Deeply learned representations for human action recognition

HKUST Electronic Theses

Deeply learned representations for human action recognition

by Lin Sun

THESIS 2018

Ph.D. Electronic and Computer Engineering

xx, 130, that is, xxi, 130 pages : illustrations ; 30 cm

Abstract

Unlike in image recognition, human actions in video sequences are three-dimensional (3D) spatio-temporal signals characterizing both the visual appearance and motion dynamics of the involved humans and objects. Previous research has mainly focused on using hand-designed local features, such as SIFT, HOG and SURF, to solve the video-based recognition problem. However, these approaches have complex implementation and are difficult to extend to the real-world data. Inspired by the success of deeply learned features for image classification, recent attempts have been made to learn deep features for video analysis. However, unlike image analysis, few deep learning models have been proposed to solve the problems in video analysis, and only limited success for videos has been reported. In particular, most such models either deal with simple datasets or rely on low-level local spatial-temporal features for the final precision.

Transferring the success of two-dimensional (2D) Convolutional Neural Networks (CNNs) to videos by implementing 3D CNNs is a direct approach for action recognition. However, partially due to the high complexity of training 3D convolution kernels and the need for large quantities of training videos, only limited success has been reported. Therefore, we investigate a new deep architecture which can handle 3D signals more effectively. We propose a factorized spatio-temporal convolutional network (F_STCN) structure which factorizes the original 3D convolution kernel learning as a sequential process of learning 2D spatial kernels in the lower layers (called spatial convolutional layers), followed by learning 1D temporal kernels in the upper layers (called temporal convolutional layers). In order to enhance the spatio-temporal representations for videos without losing the advantage of speed, we propose to add another modality, the difference between neighboring RGB frames, into the spatio-temporal modeling.

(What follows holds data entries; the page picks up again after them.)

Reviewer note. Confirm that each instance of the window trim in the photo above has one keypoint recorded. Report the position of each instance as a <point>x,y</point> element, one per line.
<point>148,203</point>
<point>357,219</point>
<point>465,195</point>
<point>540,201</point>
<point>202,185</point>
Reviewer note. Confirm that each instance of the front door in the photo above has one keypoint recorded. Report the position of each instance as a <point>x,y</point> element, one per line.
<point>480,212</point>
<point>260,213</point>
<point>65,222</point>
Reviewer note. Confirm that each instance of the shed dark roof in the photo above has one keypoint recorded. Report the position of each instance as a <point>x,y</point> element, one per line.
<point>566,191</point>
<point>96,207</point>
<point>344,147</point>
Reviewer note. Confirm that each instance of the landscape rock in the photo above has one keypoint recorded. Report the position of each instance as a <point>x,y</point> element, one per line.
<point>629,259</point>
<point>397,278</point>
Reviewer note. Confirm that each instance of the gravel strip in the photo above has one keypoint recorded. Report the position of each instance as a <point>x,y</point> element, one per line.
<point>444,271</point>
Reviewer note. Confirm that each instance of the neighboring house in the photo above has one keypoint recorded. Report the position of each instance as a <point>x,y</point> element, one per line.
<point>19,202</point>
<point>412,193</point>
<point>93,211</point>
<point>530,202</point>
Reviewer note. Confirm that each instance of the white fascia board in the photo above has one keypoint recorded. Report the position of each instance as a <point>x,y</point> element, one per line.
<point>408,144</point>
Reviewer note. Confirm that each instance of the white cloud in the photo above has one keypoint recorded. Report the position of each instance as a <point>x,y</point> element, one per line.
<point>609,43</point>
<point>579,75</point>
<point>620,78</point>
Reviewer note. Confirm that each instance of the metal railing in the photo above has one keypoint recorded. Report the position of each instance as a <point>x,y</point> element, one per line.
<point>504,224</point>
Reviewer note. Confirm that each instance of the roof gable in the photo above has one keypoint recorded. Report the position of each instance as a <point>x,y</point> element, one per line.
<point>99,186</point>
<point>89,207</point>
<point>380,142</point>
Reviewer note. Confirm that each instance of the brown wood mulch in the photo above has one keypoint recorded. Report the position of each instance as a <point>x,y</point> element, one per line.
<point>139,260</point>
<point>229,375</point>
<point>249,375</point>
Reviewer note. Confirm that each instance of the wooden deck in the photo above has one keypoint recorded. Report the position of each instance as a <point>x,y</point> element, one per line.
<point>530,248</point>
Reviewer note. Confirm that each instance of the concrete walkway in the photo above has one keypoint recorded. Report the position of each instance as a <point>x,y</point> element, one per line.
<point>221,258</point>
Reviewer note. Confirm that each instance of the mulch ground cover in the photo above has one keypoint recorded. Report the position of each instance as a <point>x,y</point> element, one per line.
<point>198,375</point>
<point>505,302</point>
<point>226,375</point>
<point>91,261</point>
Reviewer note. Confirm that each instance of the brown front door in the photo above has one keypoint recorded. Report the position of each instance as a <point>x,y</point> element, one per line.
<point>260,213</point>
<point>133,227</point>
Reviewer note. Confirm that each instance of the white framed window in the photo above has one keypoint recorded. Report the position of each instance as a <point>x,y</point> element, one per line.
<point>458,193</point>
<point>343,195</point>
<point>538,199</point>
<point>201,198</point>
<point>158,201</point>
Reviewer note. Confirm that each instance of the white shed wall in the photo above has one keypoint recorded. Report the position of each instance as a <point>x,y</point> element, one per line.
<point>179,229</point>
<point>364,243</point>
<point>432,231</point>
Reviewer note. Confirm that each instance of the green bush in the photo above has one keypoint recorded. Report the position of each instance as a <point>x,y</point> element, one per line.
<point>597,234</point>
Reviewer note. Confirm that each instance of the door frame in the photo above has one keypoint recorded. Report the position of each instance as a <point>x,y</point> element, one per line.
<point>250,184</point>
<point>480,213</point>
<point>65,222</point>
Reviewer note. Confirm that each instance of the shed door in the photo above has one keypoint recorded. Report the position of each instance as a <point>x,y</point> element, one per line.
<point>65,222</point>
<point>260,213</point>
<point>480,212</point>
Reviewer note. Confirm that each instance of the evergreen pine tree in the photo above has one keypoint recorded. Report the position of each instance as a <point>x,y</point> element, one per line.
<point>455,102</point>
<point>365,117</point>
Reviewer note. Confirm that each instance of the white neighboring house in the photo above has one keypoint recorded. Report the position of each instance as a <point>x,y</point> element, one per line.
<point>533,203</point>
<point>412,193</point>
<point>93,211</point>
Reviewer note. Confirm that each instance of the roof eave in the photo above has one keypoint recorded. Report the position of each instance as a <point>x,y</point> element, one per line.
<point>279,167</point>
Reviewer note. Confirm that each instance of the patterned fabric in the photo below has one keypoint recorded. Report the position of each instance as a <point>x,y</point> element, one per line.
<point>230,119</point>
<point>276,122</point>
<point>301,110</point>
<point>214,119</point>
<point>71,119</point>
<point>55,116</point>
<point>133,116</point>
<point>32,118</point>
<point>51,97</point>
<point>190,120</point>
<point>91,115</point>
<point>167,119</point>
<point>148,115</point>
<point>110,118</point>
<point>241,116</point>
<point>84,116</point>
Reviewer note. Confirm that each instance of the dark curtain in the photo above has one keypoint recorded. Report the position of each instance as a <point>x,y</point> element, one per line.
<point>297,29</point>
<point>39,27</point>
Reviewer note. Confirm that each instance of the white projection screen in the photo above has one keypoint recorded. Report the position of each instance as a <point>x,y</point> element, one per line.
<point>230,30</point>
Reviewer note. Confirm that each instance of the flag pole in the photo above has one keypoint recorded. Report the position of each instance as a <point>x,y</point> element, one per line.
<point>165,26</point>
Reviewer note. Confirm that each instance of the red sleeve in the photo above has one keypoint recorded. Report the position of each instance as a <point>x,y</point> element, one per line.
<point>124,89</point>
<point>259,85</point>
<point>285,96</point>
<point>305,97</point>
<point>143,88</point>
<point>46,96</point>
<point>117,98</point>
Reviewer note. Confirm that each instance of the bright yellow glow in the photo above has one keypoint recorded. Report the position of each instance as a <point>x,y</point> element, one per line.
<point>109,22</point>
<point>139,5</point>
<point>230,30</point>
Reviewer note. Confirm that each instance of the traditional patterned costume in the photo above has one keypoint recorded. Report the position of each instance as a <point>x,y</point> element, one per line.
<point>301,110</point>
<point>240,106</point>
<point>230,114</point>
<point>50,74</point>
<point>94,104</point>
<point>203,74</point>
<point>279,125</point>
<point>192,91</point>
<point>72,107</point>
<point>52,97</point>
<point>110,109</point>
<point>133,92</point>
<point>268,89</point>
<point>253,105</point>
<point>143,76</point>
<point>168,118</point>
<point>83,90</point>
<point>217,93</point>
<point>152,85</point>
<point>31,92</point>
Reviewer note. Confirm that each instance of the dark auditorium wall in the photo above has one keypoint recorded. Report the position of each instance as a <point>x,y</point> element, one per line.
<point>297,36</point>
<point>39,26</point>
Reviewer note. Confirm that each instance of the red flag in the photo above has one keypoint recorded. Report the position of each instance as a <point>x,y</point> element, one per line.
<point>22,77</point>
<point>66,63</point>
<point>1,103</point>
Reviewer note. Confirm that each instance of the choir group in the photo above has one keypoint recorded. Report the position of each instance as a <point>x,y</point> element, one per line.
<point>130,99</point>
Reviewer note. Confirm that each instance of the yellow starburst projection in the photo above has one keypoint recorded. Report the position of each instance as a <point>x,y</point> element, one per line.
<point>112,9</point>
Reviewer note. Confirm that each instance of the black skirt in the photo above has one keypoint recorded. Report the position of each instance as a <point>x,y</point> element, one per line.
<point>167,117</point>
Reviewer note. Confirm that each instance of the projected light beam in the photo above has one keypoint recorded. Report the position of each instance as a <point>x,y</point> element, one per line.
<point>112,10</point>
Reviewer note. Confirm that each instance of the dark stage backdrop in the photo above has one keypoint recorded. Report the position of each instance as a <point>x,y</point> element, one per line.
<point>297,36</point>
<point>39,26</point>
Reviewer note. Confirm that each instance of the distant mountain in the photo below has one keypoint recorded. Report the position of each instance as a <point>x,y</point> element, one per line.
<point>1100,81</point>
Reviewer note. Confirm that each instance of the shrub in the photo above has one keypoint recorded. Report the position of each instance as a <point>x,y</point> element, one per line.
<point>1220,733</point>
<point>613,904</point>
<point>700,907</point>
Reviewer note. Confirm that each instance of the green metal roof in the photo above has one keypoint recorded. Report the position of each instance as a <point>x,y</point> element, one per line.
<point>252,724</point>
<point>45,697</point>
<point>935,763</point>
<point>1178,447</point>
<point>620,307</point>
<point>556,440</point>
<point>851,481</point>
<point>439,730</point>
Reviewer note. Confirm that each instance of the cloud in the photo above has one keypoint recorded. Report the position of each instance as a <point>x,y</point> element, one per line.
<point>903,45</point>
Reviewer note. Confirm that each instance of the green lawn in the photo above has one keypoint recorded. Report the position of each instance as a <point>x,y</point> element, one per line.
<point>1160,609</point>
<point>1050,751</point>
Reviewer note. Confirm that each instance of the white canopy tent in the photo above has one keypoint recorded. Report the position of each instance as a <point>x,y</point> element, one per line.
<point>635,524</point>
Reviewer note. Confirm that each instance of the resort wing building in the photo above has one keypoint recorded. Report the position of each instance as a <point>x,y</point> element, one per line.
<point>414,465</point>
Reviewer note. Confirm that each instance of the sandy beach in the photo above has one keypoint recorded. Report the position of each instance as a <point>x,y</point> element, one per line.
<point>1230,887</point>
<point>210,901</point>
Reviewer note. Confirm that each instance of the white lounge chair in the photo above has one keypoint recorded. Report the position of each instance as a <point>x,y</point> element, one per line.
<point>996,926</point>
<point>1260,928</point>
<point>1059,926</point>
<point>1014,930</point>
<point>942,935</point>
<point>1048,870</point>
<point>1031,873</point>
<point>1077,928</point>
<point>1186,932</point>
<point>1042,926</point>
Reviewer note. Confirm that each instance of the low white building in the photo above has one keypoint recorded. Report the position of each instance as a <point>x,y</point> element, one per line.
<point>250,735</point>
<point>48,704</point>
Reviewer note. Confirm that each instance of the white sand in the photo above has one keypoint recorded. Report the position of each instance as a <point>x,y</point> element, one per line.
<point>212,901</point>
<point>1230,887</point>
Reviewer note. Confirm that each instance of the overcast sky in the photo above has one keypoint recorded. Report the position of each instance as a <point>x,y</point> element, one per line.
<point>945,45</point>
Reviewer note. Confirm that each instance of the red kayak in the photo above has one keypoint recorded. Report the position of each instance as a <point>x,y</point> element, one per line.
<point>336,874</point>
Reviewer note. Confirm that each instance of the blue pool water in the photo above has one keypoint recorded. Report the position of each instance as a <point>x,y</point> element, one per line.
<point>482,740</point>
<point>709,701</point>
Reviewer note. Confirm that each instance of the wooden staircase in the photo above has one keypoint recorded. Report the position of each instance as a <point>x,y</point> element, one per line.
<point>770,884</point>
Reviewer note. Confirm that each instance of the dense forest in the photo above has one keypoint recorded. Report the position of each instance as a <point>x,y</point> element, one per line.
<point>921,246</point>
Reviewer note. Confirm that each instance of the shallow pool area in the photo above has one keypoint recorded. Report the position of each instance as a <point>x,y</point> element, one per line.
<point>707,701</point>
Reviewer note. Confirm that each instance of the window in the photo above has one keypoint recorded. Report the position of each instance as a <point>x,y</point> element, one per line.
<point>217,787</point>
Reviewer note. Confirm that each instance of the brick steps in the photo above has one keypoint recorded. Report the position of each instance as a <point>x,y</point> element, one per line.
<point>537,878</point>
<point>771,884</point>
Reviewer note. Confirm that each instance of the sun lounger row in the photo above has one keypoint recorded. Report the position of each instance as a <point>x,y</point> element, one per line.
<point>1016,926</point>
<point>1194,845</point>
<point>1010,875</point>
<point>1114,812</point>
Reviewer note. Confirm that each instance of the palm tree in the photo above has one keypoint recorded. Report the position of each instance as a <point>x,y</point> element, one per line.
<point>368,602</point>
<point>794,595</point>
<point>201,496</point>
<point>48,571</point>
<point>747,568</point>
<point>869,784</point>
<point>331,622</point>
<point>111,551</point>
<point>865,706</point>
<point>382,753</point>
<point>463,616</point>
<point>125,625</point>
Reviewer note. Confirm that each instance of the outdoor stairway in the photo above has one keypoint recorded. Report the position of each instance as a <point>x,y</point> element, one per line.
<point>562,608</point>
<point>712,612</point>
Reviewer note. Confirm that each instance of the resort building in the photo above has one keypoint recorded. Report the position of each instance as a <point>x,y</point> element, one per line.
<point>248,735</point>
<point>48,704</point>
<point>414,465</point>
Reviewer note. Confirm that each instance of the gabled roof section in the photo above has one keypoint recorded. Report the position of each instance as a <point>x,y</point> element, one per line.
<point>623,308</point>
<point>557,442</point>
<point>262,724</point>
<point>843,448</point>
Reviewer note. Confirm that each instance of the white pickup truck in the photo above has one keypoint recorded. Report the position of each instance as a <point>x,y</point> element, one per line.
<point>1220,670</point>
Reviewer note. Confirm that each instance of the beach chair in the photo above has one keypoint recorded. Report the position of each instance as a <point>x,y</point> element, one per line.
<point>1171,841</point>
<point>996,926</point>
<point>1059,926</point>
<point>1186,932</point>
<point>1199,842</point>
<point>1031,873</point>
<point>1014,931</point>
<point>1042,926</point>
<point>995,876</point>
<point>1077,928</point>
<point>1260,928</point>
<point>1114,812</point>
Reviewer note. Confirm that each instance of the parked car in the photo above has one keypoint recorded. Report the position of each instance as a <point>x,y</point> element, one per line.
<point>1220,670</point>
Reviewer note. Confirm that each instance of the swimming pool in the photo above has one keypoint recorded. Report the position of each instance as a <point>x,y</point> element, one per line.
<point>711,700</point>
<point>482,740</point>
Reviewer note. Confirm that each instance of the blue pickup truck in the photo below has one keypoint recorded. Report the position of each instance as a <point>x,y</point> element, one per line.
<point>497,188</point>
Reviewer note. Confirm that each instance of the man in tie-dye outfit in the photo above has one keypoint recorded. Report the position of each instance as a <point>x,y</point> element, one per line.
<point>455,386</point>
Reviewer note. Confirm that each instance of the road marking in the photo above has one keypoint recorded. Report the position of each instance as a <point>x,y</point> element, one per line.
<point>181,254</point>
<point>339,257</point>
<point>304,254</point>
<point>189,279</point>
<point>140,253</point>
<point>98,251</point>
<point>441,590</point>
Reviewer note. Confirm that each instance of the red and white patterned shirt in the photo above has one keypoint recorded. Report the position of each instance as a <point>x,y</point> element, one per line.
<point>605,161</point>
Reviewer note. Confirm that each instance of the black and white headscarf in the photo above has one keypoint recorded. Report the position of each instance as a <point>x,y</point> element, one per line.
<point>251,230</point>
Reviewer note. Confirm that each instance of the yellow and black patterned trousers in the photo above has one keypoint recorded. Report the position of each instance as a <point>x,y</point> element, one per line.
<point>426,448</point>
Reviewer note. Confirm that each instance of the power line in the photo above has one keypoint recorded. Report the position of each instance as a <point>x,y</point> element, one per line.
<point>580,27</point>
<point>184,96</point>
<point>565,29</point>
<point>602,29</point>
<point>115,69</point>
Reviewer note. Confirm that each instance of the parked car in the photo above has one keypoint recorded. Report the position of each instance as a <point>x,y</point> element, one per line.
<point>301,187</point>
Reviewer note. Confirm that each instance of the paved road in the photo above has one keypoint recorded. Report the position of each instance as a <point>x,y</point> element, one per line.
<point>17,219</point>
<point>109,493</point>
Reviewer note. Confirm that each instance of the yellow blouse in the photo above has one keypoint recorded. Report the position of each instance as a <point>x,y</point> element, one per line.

CNN-based methods are effective in learning spatial appearances, but are limited in modeling long-term motion dynamics. On the other hand, Recurrent Neural Networks (RNNs), are able to learn temporal motion dynamics though iteratively feeding the previous hidden features. In this thesis, we present RNNs as an alternative approach to CNNs. We establish that a feedback based approach, such as RNNs has several fundamental advantages over feedforward approach besides the comparable performance.

We further apply RNNs, particularly the long short-term memory (LSTM) to human action recognition problems. In our experiments, we find that compared with CNNs, RNNs can better model the temporal relations in videos. However, naively applying RNNs to video sequences in a convolutional manner implicitly assumes that motions in videos are stationary across different spatial locations. This assumption is valid for short-term motions but invalid when the duration of the motion is long.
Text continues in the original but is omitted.